Abstract [from journal]
Objectives: To review the public health approach to preventing and treating firearm violence.
Data Sources: Peer-reviewed, published scholarship and federal data systems.
Study Selection: English-language, indexed research articles on the epidemiology, risk, prevention, and consequences of firearm violence.
Data Extraction: This narrative review includes findings related to the epidemiology and impact of firearm violence, focusing on short- and long-term outcomes. Evidence supporting interventions at the individual, agent, and environmental level to reduce firearm-related harm was examined.

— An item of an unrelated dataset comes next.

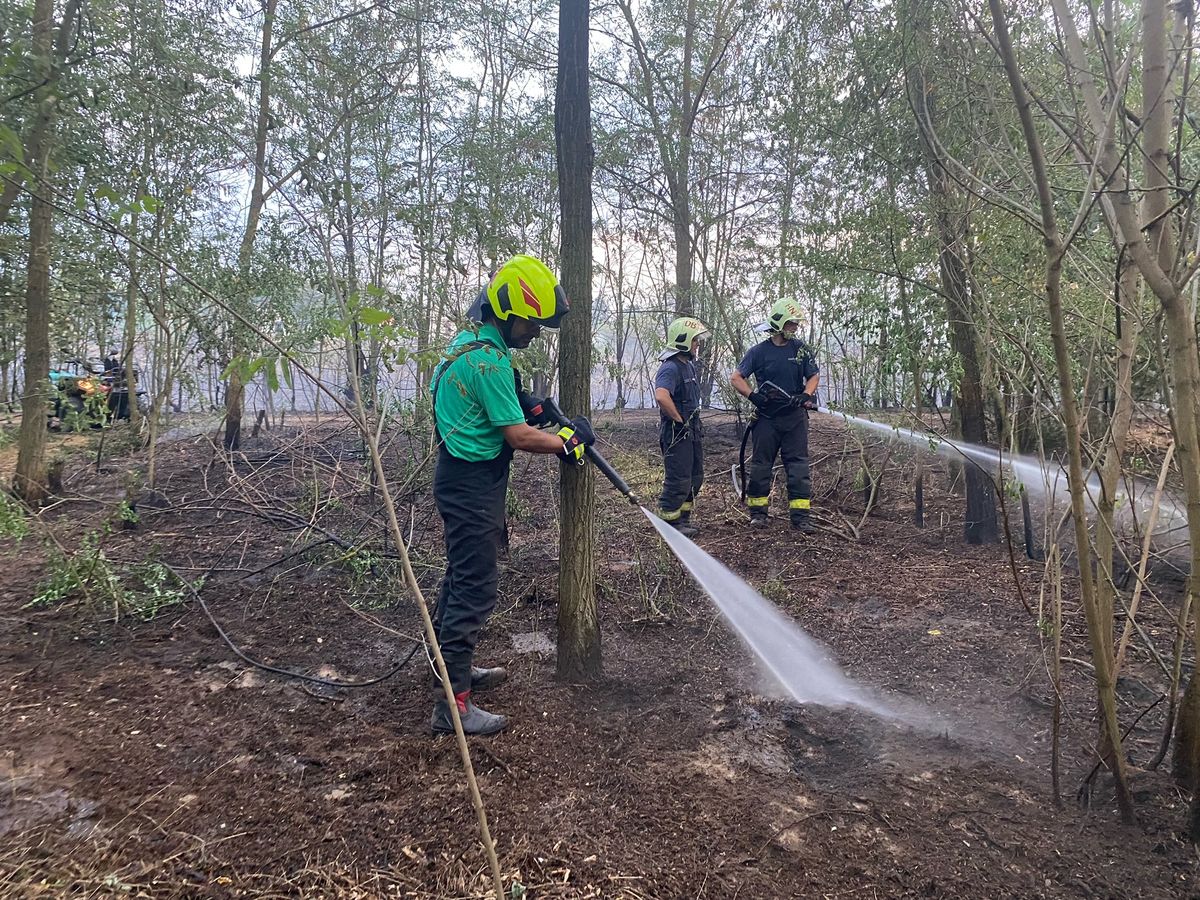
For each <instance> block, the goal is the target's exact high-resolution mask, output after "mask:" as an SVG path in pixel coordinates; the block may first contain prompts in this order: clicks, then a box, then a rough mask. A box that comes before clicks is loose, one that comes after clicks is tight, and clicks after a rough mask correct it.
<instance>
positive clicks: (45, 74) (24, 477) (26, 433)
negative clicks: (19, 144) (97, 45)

Data Synthesis: Firearm violence is a major public health challenge in the Unites States. The consequences of firearm violence reach beyond the nearly 40,000 firearm-related deaths and 90,000 firearm-related injuries each year. Firearm violence, including self-harm, assault, and unintentional injury, affects the health of individuals, families, communities, and health systems. Data sources remain inadequate, however, to fully capture these impacts. Treating firearm violence as a disease and taking a public health approach to prevention and treatment is key to reducing the harms of firearm violence. Using a public health framework not only recognizes the physical and mental consequences of firearm violence but also focuses our attention on underlying causes and on innovative, multi-level interventions to reduce the harms of firearm violence.
Conclusions: The public health approach positions clinicians to change the conversation from political diatribe of pro-gun and anti-gun to systematically reducing injury and death. To achieve comparable success, we must design, test, and implement effective interventions at the environmental, policy, technological, and individual levels to prevent firearm violence. We must collect robust data on firearm violence and its consequences. And we must reckon with the conditions of inequality and disadvantage that feed violence through all means.